A ACEP e a Liga Guineense dos Direitos Humanos (LGDH) concluíram, em Bolama, um amplo ciclo nacional de formações em Direitos Humanos dirigido a ativistas e membros de organizações da sociedade civil (OSC), beneficiando mais de 400 participantes e alcançando mais de 100 organizações em todo o território nacional.
Com duração de dois dias em cada região, a iniciativa envolveu participantes provenientes de diferentes pontos do país, dos quais mais de 40% eram mulheres e raparigas e 56% jovens.

Bolama, 21 de junho de 2026

O programa teve como principal objetivo reforçar os conhecimentos e as capacidades práticas dos participantes em matérias relacionadas com os direitos humanos, o ativismo cívico, a monitorização e documentação de violações de direitos, bem como os mecanismos de proteção, apoio e denúncia existentes na Guiné-Bissau.

Durante as sessões de formação, os participantes aprofundaram conhecimentos sobre os fundamentos dos direitos humanos, técnicas de monitorização e documentação de violações, mecanismos de proteção das vítimas e instrumentos nacionais e internacionais de promoção e defesa dos direitos humanos.
A iniciativa procurou igualmente fortalecer o papel dos defensores dos direitos humanos e das organizações da sociedade civil na promoção da justiça, da cidadania ativa, da participação democrática e da boa governação.

O ciclo de formação integra um programa nacional de capacitação destinado a tornar os ativistas e as organizações da sociedade civil mais preparados para promover, proteger e defender os direitos humanos em todo o país.

A ação foi implementada pela ACEP e pela LGDH com financiamento da União Europeia, no âmbito de um contrato de prestação de serviços celebrado em 2025.

Paralelamente às formações, foram realizados Djumbais em todas as regiões abrangidas pelo programa, com o objetivo de sensibilizar e capacitar as comunidades locais sobre direitos humanos, justiça, segurança e participação cívica, considerados pilares fundamentais para a consolidação do Estado de Direito democrático na Guiné-Bissau.
Os espaços de diálogo envolveram mais de 500 participantes, incluindo líderes comunitários e tradicionais, mulheres, associações femininas, jovens, organizações juvenis, estudantes, professores, administradores escolares, pessoas com deficiência e membros da comunidade em geral.

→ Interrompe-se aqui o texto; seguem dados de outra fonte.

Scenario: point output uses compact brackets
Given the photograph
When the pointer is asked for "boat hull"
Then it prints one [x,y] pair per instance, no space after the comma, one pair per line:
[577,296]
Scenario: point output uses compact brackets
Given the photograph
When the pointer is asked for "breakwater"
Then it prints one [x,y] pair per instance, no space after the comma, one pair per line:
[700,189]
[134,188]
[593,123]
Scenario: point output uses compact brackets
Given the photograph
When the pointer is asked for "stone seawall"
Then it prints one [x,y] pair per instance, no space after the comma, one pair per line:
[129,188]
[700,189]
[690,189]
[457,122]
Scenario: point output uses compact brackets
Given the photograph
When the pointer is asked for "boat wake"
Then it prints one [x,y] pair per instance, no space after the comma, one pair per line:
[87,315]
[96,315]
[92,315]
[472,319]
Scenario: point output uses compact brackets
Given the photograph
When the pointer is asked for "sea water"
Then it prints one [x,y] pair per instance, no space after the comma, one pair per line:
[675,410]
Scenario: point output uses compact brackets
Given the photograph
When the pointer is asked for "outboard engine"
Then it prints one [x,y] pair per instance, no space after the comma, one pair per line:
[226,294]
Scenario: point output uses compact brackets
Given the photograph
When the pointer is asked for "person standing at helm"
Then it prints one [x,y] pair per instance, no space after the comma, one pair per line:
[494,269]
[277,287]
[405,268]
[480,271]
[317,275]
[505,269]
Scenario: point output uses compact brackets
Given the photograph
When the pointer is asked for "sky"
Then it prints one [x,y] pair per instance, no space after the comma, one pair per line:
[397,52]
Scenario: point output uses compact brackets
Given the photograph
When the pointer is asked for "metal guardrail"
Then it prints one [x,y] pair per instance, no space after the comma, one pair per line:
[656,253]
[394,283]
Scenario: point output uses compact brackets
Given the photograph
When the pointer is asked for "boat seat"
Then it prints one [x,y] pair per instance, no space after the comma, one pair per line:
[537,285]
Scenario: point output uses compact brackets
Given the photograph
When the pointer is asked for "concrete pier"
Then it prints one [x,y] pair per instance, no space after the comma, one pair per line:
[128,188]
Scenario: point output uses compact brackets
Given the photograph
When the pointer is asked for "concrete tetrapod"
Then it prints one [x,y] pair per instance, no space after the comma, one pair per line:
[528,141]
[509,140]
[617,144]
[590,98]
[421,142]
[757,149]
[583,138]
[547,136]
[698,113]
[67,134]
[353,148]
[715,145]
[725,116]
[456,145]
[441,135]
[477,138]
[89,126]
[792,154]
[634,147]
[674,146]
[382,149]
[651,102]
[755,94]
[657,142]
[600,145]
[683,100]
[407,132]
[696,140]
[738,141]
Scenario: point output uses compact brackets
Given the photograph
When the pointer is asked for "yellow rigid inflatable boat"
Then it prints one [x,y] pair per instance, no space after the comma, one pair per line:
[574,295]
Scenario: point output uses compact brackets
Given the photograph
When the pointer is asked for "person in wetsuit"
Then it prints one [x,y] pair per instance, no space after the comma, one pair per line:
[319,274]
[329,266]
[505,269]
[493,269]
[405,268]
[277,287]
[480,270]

Em declarações à imprensa, o Presidente da LGDH, Bubacar Turé, fez um balanço positivo da iniciativa, destacando o elevado nível de participação e o reforço das capacidades dos ativistas em matéria de direitos humanos. O responsável agradeceu igualmente à União Europeia pelo apoio prestado à ACEP e à LGDH para a implementação do programa.

Na ocasião, Bubacar Turé aproveitou para alertar sobre a situação do acesso à justiça no Arquipélago dos Bijagós, afirmando que milhares de cidadãos continuam sem acesso efetivo aos serviços judiciais devido à falta de funcionamento dos tribunais de Bubaque e Bolama.
Segundo o presidente da LGDH, o Tribunal de Setor de Bubaque, inaugurado em 2018 com apoio do Programa das Nações Unidas para o Desenvolvimento (PNUD), continua sem funcionar devido à ausência de magistrados e funcionários judiciais.

Perante esta realidade, apelou às autoridades para adotarem medidas urgentes que permitam a operacionalização dos tribunais de Bubaque e Bolama, garantindo às populações o pleno acesso à justiça.

A organização considera que a forte participação registada ao longo do programa demonstra o crescente compromisso dos cidadãos com a promoção dos direitos humanos, da justiça social, da boa governação e do fortalecimento da democracia na Guiné-Bissau.